The five rules or precepts of Buddhism are the distillation of Buddhist ethics into their elementary form. The precepts are not rules in the sense of external laws or commandments that may trigger consequences for infractions, but rather steps of enlightenment. Through these forms of self-discipline or internal restrictions, a Buddhist can act in karmic ways that determine a better rebirth. None of these precepts is clear cut or absolute; rather they are all to be practiced with wisdom, or “skillfully.”
The first precept to “avoid taking life.” This is a common rule in almost every ethical system on the planet. For Wiccans, it is “harm none.” For Christians and Jews, it is “thou shalt not murder.” For Hindus and Buddhists, it is ahimsa or “non-injury.” For Buddhists, however, “avoid taking life” prohibits more than harming a fellow human being. In its most extreme practice, it means that a Buddhist will not kill any living creature, not even poisonous snakes or cockroaches.
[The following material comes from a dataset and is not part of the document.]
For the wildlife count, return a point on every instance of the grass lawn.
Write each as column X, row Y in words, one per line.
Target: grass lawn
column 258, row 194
Some Buddhists are vegetarian because of this ethic. Many Buddhists, however, view this as primarily a call to stop killing unnecessarily. Killing an animal for consumption may be acceptable to some Buddhists, while hunting for pleasure would not be acceptable to any. This guideline may also extend to working in industries that promote a cavalier or monetary attitude toward life.
The second precept is to “avoid taking things not given.” Like the first precept, the second precept takes the familiar prohibition against stealing one step farther. Buddhists are also forbidden from taking things that they “found” or that were conveniently “abandoned” by a previous owner. This can also be extended to taking things that someone offers out of a sense of grudging obligation, guilt, or compulsion. The question the Buddhist must ask is, what is my sense of desire and how do I approach money and the privileges that money can buy?
The third Buddhist precept is to “avoid sexual misconduct.” The precept clearly forbids causing any harm to another by infidelity or abuse or sexual addictions, but it also extends to a wide variety of sensual pleasures that can distract and mislead someone from clarity and meditation. Rich food or overeating, excessive entertainment, or gross consumerism could fall into this category.
The fourth precept is to “refrain from false speech.” While this is normally interpreted as a prohibition against lying or bearing false witness, false speech can also be interpreted to cover a wider variety of forms of speech. “False speech” could technically include hyperbole and exaggeration as well. While most Buddhists would not see anything unethical in a person declaring that they hadn’t seen their friend “in forever,” they might disapprove of someone telling their friends that their car is nicer than it really is or that their house is larger than it is in reality. This sort of exaggeration is often harmless, but it builds into larger lies if a person keeps trying to cover for the exaggeration.
The fifth Buddhist precept is to “refrain from intoxicating substances.” This can include drugs, tobacco, and alcohol. It is arguably the precept that the average Buddhist is the worst at keeping, and even deeply devout Buddhists sometimes redefine “intoxicating” in order to allow for the use of substances that are culturally significant or socially expected.